Un movimento ormai isolato e in via di esaurimento: la “Ombrella revolution” che ha interessato Hong Kong sembra ormai destinata al fallimento. A mancarle pare essere l’appoggio popolare, indispensabile per ingaggiare e portare alla vittoria un scontro aperto contro l’autorità costituita, in questo caso l’esecutivo di Hong Kong come il governo della Repubblica popolare cinese.

La narrazione di una popolazione, di una nuova generazione, che insorge compatta per la richiesta di democrazia - dopo aver per anni sopportato senza ansia da ribellione la pratica coloniale di Buckingham Palace, - sì è disgregata contro il muro di una realtà che mostra esattamente il contrario. Una realtà che dice, tra l’altro - e urge sempre ricordarlo - che per la prima volta nella loro storia i cinesi dell’ex colonia britannica eleggeranno con suffragio universale il Capo dell’esecutivo della regione autonoma.

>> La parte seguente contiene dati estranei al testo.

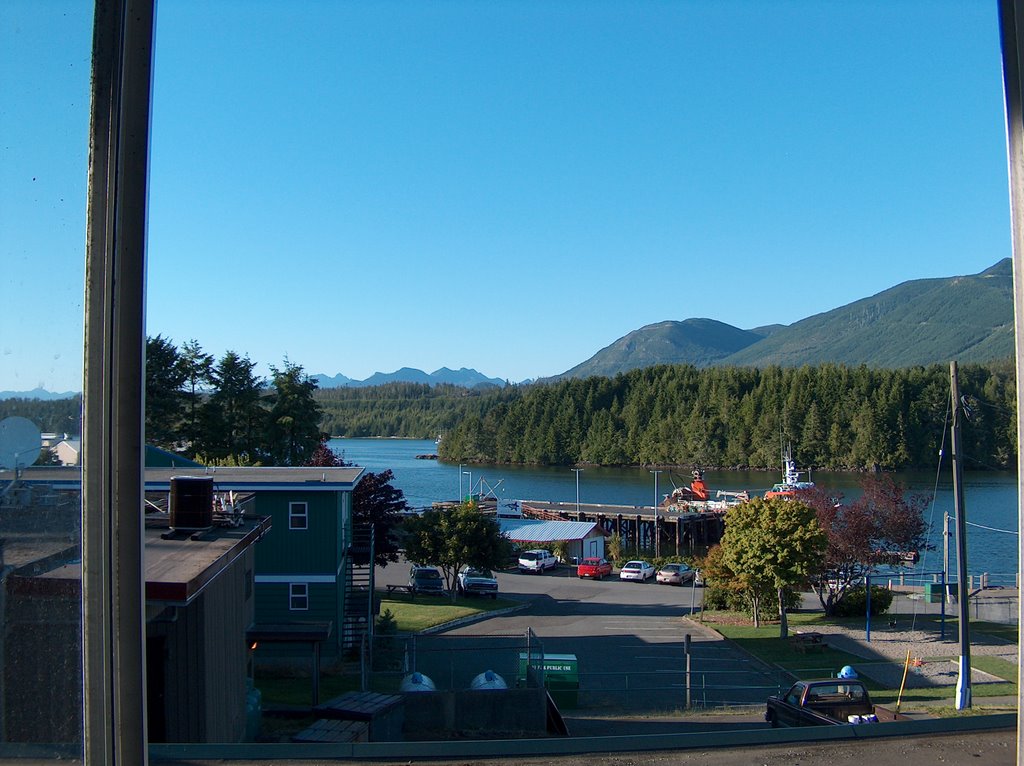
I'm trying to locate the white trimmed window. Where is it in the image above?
[288,503,309,529]
[288,583,309,611]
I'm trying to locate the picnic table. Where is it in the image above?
[292,718,370,742]
[790,631,828,654]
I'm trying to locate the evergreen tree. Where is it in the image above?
[199,351,266,464]
[145,335,184,450]
[262,358,322,466]
[178,338,213,445]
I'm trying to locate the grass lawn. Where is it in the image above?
[256,595,518,712]
[702,611,1017,706]
[381,595,518,633]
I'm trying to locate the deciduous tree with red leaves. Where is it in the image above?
[799,474,928,614]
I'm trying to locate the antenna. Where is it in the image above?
[0,415,43,473]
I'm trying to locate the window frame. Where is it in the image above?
[82,0,156,763]
[288,500,309,531]
[288,583,309,611]
[82,0,1024,763]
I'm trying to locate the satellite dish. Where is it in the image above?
[0,415,43,470]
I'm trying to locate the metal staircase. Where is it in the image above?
[341,524,377,650]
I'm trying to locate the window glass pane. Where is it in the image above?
[0,0,93,756]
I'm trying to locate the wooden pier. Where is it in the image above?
[520,500,725,556]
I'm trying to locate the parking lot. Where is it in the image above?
[378,564,784,716]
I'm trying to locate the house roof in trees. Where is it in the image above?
[498,518,604,543]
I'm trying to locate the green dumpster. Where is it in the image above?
[516,652,580,708]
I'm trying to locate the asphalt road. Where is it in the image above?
[378,564,785,716]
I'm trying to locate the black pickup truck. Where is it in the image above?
[765,678,906,726]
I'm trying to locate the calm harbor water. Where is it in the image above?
[330,438,1018,585]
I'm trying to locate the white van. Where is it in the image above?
[519,549,558,575]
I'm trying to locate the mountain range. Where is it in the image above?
[556,258,1014,378]
[0,258,1015,399]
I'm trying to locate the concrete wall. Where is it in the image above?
[402,689,547,740]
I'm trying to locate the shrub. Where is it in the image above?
[833,585,893,618]
[703,583,802,620]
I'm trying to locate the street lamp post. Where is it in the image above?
[651,470,662,558]
[571,468,583,520]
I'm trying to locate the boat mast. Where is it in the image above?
[949,361,971,710]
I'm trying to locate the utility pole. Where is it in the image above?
[949,361,971,710]
[651,470,662,558]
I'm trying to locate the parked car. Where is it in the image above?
[409,564,444,593]
[577,556,611,580]
[618,561,654,583]
[518,550,558,575]
[458,564,498,598]
[656,563,696,585]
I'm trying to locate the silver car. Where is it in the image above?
[656,563,696,585]
[618,560,654,583]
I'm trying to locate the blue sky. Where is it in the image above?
[0,0,1011,390]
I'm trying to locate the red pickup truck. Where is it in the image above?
[577,556,611,580]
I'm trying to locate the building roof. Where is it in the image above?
[6,466,365,492]
[145,466,366,492]
[143,444,203,468]
[498,518,604,543]
[9,517,270,604]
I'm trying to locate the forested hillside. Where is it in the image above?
[0,394,82,436]
[440,363,1016,470]
[314,383,517,438]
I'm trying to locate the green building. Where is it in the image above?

I dati emersi da un recente sondaggio condotto dall’Università di Hong Kong sono impietosi: l’83% degli abitanti vuole la fine delle proteste condotte da Occupy Central, percentuale simile a coloro che chiedono al governo di sgomberare i siti di protesta ancora attivi. Poco più del 20% manifesta appoggio alla continuazione della protesta. Risultati simili sono giunti anche da un sondaggio condotto a inizio novembre dalla Chinese University's Centre for Communication and Public Opinion Survey: circa il 70% degli oltre 1.000 intervistati chiede il termine delle manifestazioni.
Numeri e indicazioni poco credibili, frutto forse di propaganda cinese (comunista, manco a dirlo) per screditare un movimento ancora in campo dopo ormai circa 9 settimane? A dare ragione a questi dati è stato tempo fa la pubblicazione sulla Cnn di un articolo di Robert Chow, giornalista e co-fondatore di Silent Majority for Hong Kong: “Vedete, mentre 70mila studenti e sostenitori del gruppo Occupy Central occupano ora le strade, 1 milione e mezzo di abitanti si è mobilitato per firmare con i propri nomi una petizione che chiede il ritorno alla pace e rifiuta il movimento Occupy Central”.
Era il settembre del 2013, poco più di un anno fa, quando il nuovo ambasciatore statunitense a Hong Kong Clifford Hart pubblicamente dichiarava alla Camera di Commercio americana che l’ordine del giorno del suo operato non era cambiato e neppure segreto: l’introduzione di un vero suffragio universale nell’ex colonia di Sua Maestà. Pare, insomma, che il primo tentativo di spallata sia andato maluccio nonostante la mobilitazione da crociata per la libertà, con tutti il seguito di bombardamenti mediatici. Ora - e non è certo un caso - i motori di quest’ultimi paiono assai silenti.

Ma nulla esclude che presto torneranno a rombare. L'ex governatore britannico Chris Patten ha invocato un embargo terapeutico come misura per convincere Pechino al rispetto dei diritti umani, mentre la relazione della U.S.-China Economic and Security Review Commission del Congresso, in un suo parere, ha accusato la Cina di andare contro i propri impegni internazionali e di utilizzare una crescente rescente presenza militare a Hong Kong per "intimidire gli attivisti pro-democrazia". Che si corra il rischio di vedere dispiegata una forza di repressione come quella vista a Ferguson nel Missouri, con intimidazioni a manifestanti e giornalisti?